Shishir Bhattacharjee (born 1960) is a Bangladeshi artist. His paintings, critical of the political establishment but always in a satirical fashion, were first seen in the 1980s. His political cartoons appear regularly in daily newspapers in Bangladesh. During the past couple of years, he has produced paintings that appropriate images from Bengali film posters, altered to serve his social and political messages.

== Education ==
Shishir received a Bachelor of Fine Art from the Institute of Fine Art, Dhaka University, Bangladesh, in 1983. He received his master's degree in Painting from the Faculty of Fine Arts, Maharaja Sayajirao University of Baroda in 1987.

== Career ==
Shishir is a political cartoonist for Prothom Alo, the largest-circulation Bengali-language newspaper in Bangladesh, and an associate professor in the Faculty of Fine Arts at the University of Dhaka.

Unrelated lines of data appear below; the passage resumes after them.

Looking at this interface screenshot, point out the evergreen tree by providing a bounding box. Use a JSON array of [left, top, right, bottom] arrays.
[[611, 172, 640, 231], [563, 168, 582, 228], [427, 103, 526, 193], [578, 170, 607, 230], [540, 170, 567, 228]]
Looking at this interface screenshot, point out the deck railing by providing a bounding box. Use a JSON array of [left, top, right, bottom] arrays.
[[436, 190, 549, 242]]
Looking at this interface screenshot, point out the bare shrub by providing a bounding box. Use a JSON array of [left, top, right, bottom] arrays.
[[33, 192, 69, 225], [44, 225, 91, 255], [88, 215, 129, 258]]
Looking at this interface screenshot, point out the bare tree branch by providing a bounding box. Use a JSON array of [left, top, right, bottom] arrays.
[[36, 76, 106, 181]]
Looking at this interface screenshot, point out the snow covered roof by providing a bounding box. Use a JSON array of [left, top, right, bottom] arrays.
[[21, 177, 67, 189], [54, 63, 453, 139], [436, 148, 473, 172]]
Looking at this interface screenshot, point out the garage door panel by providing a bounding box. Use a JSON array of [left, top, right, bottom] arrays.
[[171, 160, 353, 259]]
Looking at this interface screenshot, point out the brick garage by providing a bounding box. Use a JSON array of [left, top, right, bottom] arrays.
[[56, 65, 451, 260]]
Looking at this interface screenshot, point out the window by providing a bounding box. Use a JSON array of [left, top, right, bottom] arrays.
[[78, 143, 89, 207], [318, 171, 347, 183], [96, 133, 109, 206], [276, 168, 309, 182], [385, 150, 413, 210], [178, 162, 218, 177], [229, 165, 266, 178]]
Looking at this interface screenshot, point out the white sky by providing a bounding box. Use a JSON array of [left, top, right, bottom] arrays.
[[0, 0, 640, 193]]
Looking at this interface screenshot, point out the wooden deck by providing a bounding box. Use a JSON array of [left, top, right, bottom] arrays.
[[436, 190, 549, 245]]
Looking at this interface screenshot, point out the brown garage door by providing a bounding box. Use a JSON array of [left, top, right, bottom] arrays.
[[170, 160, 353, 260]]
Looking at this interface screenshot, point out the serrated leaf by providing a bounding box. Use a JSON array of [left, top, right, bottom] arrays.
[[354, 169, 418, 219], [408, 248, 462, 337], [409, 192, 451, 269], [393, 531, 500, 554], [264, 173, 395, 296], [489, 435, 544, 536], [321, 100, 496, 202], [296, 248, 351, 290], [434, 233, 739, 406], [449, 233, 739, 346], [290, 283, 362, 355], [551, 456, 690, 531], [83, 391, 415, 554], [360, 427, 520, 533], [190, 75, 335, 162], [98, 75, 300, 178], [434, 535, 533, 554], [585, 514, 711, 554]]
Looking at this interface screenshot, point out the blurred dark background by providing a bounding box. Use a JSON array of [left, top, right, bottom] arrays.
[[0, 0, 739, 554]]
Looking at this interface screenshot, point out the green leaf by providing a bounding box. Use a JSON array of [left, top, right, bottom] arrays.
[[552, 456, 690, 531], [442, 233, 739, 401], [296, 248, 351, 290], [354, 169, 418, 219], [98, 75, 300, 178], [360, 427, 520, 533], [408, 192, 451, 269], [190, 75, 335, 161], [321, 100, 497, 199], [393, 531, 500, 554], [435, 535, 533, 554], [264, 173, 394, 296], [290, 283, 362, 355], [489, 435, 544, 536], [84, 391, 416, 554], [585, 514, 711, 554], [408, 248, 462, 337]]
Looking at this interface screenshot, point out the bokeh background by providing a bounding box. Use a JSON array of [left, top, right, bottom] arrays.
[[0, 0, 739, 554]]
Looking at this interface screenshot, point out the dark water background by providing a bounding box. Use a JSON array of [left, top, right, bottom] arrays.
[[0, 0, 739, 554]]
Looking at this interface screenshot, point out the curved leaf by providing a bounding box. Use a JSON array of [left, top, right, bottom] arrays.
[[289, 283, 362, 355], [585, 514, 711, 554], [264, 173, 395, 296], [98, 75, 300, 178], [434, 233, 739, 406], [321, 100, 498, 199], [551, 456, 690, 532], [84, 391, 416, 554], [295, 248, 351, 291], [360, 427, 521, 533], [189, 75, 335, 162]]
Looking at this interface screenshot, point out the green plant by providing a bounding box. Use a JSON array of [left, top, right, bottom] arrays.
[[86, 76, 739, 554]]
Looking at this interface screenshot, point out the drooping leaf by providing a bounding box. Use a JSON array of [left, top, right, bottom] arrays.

His caricature style has influenced a new generation of illustrators.

He led the influential genre-breaking group of alternative artists "Shomoy" that appeared in the 1980s, and were considered the "third wave" of Bangladesh artists. He was a vociferous and early critic of the Ershad military junta, which frequently placed him at odds with the authorities. His scathing critique of the Jamaat e Islami and 1971 war criminals made him a hated figure for the right-wing forces. Shishir is a major influence on politically motivated Bangladeshi artists.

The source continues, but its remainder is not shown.